Tiziano Ferro ha quindici anni quando decide di confidare i suoi pensieri a un quaderno. È il diario di un ragazzino come tanti: la scuola, gli amici, i primi amori, la passione per la musica. Fuori dal comune è invece l'intensità con la quale insegue il sogno di incidere un disco. E appena lo realizza fa centro.
Ma va tutto troppo veloce: insieme all'emozione dei concerti e allo stupore davanti ai fan, ecco, severe come brutti sogni, la solitudine dei viaggi e delle camere d'albergo, e la paura di non essere all'altezza. È come se da quel momento Tiziano avvertisse una continua spaccatura: da una parte la messa a fuoco del proprio talento, la collaborazione con le più grandi star italiane e internazionali, i riconoscimenti - del pubblico, della critica, dei colleghi -, la folla dei fan, dall'altra la percezione di una inedita solitudine, di una indomabile nostalgia, la lontananza dalla famiglia (soprattutto da Flavio, il fratello) e dagli amici di Latina. Niente pause. Niente stanchezza. Mai.

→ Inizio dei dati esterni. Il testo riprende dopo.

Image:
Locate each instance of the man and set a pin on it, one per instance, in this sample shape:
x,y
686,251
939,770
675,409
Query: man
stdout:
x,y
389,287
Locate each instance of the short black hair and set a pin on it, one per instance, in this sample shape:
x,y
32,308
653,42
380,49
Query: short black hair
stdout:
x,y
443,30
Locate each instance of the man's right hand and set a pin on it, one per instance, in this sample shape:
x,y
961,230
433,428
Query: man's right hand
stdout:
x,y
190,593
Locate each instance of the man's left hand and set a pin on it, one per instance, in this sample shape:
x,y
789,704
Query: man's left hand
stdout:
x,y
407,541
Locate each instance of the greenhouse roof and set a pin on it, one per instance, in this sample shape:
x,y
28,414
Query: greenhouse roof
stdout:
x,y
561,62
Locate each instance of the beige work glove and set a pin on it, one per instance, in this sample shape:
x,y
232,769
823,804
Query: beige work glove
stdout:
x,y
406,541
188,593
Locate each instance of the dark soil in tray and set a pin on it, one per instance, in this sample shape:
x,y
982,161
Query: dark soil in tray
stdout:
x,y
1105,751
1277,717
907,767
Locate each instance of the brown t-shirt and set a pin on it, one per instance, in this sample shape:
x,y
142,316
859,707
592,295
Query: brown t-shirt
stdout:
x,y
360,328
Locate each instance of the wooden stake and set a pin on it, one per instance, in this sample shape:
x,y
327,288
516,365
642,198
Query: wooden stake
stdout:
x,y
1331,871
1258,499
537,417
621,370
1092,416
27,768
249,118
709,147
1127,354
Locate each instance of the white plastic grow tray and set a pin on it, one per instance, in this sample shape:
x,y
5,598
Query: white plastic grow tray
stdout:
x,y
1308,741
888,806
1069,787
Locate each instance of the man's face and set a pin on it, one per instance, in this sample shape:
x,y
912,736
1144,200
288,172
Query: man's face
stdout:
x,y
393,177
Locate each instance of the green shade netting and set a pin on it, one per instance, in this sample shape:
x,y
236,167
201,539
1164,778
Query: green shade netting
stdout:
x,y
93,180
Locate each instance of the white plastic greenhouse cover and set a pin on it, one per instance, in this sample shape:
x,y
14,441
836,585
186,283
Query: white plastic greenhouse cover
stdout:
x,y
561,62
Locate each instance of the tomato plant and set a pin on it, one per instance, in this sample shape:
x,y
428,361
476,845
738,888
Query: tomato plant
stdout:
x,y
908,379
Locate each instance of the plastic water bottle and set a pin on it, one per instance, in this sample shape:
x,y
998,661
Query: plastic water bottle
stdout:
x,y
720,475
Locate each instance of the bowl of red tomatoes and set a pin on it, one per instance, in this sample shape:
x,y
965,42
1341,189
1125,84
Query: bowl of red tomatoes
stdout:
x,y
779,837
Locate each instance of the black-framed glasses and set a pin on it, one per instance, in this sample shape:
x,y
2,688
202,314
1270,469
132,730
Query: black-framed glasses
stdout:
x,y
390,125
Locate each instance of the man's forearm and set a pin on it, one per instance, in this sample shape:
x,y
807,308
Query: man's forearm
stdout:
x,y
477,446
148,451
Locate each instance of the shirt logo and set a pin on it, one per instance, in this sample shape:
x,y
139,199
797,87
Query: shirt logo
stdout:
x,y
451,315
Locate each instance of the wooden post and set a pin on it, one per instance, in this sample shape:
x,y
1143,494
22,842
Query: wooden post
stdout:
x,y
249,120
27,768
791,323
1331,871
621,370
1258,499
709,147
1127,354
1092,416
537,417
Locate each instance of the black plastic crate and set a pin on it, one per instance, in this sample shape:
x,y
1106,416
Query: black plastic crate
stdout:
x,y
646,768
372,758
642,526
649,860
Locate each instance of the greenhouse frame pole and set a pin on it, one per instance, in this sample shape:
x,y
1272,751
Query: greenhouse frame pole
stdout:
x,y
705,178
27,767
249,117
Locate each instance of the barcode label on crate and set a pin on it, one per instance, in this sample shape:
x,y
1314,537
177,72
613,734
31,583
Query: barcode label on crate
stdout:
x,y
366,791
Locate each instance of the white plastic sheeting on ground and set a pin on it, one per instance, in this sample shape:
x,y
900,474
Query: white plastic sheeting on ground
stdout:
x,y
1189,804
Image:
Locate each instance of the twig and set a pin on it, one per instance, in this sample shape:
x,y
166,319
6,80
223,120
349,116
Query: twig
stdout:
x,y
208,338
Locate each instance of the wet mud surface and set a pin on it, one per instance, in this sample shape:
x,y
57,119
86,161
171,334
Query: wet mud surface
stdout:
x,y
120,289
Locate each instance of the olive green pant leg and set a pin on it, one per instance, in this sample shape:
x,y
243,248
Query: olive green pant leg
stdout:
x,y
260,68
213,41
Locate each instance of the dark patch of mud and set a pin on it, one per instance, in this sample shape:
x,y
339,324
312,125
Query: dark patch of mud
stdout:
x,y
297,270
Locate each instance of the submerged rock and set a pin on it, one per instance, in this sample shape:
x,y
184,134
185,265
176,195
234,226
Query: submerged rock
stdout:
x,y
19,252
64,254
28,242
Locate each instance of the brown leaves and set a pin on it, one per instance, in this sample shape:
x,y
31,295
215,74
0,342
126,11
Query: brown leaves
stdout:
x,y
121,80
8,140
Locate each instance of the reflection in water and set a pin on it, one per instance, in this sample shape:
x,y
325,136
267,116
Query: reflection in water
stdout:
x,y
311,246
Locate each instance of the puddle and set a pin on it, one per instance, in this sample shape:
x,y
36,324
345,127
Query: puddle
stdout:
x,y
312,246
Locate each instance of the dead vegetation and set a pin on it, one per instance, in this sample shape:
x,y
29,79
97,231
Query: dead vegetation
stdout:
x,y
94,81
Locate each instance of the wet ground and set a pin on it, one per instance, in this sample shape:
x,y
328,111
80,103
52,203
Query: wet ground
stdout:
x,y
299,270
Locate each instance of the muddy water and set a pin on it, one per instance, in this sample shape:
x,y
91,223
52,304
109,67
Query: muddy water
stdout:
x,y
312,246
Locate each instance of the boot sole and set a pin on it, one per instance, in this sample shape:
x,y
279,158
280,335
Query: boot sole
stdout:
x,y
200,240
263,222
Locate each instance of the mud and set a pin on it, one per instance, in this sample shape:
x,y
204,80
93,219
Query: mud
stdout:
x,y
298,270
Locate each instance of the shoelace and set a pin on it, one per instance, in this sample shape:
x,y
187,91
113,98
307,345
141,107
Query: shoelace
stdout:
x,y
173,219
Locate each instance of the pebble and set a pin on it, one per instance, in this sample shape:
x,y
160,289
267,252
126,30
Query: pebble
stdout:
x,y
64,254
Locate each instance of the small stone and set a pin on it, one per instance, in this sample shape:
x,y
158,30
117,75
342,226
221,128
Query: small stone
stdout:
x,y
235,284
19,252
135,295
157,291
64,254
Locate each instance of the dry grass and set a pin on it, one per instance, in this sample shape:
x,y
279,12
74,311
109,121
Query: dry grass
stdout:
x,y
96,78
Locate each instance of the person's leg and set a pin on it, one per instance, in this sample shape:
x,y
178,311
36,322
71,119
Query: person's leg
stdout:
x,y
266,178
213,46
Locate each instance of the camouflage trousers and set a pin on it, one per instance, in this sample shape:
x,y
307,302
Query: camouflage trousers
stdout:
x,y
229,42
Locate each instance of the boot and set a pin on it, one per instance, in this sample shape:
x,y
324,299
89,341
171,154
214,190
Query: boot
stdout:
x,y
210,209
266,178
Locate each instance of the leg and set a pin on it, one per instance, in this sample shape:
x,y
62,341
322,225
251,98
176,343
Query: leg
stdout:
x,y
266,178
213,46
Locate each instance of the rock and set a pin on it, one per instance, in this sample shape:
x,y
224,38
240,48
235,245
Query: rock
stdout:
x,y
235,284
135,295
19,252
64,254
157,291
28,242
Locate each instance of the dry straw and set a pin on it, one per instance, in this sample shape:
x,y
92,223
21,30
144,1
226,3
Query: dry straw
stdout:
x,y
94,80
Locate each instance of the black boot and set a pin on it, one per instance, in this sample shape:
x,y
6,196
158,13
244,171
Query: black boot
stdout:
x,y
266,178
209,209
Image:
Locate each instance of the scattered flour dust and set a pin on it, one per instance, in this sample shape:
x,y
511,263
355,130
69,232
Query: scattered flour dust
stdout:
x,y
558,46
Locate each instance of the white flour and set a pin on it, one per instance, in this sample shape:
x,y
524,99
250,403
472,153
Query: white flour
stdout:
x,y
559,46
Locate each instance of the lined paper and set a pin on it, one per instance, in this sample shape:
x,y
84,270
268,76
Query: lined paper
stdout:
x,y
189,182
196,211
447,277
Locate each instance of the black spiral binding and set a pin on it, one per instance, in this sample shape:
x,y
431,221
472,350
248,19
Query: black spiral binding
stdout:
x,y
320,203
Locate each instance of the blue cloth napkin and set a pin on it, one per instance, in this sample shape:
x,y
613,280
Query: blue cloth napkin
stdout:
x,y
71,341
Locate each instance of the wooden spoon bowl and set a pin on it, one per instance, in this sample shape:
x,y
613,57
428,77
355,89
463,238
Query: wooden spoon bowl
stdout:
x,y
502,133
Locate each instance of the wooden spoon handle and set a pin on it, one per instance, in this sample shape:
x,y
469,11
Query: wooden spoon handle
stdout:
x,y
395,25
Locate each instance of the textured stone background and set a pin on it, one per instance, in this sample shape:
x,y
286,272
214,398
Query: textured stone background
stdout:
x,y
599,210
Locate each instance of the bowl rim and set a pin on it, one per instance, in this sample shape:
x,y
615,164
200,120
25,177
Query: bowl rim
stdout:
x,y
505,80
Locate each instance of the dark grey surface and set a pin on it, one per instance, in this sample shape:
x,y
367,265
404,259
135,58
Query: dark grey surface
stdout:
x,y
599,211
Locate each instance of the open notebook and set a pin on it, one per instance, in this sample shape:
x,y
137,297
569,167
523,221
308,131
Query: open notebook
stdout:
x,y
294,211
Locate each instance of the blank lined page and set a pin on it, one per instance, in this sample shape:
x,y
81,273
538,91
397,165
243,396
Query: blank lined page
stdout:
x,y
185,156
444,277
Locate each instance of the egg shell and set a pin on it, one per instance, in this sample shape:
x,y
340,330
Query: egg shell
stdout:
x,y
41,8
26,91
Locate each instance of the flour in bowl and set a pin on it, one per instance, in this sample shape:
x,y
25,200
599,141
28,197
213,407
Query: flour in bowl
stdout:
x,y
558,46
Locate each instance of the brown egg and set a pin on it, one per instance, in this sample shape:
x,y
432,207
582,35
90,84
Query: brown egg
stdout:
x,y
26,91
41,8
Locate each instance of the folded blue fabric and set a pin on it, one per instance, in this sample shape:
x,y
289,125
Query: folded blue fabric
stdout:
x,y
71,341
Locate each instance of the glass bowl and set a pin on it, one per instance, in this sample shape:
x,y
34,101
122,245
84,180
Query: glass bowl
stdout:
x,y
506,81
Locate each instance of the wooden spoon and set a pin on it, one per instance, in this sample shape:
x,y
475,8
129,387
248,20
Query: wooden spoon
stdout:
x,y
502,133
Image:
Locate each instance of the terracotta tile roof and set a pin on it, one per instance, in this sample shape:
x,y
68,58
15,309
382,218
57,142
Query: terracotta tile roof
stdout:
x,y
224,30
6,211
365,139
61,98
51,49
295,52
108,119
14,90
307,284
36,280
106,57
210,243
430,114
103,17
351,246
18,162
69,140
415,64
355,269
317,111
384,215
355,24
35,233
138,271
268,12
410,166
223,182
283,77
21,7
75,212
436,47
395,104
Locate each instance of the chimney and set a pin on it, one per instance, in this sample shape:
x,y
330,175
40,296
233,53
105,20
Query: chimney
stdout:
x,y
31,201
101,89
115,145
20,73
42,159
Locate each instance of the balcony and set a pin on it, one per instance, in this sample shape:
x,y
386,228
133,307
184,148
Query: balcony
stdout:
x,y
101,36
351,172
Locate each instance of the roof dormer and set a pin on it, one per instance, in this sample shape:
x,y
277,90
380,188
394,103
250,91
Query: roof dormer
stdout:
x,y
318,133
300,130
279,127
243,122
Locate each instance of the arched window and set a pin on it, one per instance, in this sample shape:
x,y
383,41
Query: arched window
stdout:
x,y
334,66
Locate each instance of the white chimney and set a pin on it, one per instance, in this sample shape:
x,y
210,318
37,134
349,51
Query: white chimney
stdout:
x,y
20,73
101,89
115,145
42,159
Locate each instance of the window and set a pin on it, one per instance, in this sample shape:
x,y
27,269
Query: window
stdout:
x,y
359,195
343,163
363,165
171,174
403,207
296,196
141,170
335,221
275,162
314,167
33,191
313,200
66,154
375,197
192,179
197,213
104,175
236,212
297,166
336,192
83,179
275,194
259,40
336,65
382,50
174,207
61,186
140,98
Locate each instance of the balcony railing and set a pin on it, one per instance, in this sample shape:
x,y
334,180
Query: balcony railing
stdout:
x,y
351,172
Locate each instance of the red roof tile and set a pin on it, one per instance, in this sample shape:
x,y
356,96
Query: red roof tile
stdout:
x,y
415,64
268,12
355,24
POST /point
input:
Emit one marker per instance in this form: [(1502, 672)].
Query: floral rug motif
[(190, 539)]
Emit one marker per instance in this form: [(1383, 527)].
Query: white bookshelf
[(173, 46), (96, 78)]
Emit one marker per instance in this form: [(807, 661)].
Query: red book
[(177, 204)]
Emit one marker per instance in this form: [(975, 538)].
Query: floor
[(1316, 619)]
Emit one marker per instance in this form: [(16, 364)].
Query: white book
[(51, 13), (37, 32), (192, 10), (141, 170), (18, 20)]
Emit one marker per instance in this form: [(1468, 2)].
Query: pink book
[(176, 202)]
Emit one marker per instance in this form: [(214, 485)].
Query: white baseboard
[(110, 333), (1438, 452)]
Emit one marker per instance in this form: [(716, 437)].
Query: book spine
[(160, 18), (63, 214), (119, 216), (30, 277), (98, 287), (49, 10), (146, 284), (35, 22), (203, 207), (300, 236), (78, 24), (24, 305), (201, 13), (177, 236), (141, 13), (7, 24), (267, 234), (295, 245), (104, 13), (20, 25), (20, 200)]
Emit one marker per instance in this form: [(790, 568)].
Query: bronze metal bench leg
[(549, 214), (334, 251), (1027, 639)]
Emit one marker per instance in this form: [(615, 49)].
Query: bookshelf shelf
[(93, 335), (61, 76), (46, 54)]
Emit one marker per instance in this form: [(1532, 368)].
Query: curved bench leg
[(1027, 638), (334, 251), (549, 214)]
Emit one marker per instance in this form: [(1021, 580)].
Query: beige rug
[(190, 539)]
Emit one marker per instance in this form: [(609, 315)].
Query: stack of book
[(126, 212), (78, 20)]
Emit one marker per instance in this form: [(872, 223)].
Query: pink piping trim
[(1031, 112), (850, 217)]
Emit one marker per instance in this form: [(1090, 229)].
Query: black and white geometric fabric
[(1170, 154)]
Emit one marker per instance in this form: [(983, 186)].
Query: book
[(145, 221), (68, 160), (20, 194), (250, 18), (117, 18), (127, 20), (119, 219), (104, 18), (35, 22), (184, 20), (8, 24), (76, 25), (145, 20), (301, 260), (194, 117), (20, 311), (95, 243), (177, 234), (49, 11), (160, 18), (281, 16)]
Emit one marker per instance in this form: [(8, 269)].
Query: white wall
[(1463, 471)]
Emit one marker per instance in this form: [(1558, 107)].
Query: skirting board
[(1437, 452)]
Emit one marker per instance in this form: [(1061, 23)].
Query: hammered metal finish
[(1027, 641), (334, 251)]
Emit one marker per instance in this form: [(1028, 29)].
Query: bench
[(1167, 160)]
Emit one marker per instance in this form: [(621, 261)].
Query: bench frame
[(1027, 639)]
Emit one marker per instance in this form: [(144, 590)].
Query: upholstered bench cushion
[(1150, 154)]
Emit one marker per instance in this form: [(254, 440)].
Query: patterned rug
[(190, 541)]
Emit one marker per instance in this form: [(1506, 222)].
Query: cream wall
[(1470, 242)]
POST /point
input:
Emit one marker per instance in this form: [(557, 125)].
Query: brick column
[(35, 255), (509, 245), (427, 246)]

Come il più sensibile dei sismografi, Tiziano registra fedelmente, in questo diario, emozioni e stati d'animo. Con dolente sincerità, e al contempo curiosità, senso dell'umorismo e allegro disincanto, racconta l'altra faccia del successo e anche di sé, senza paura di svelarsi fragile, di mostrare zone d'ombra, contraddizioni, inquietudini.
In fondo a questo lungo, appassionato colloquio con se stesso e con il suo pubblico, c'è forse una nuova consapevolezza.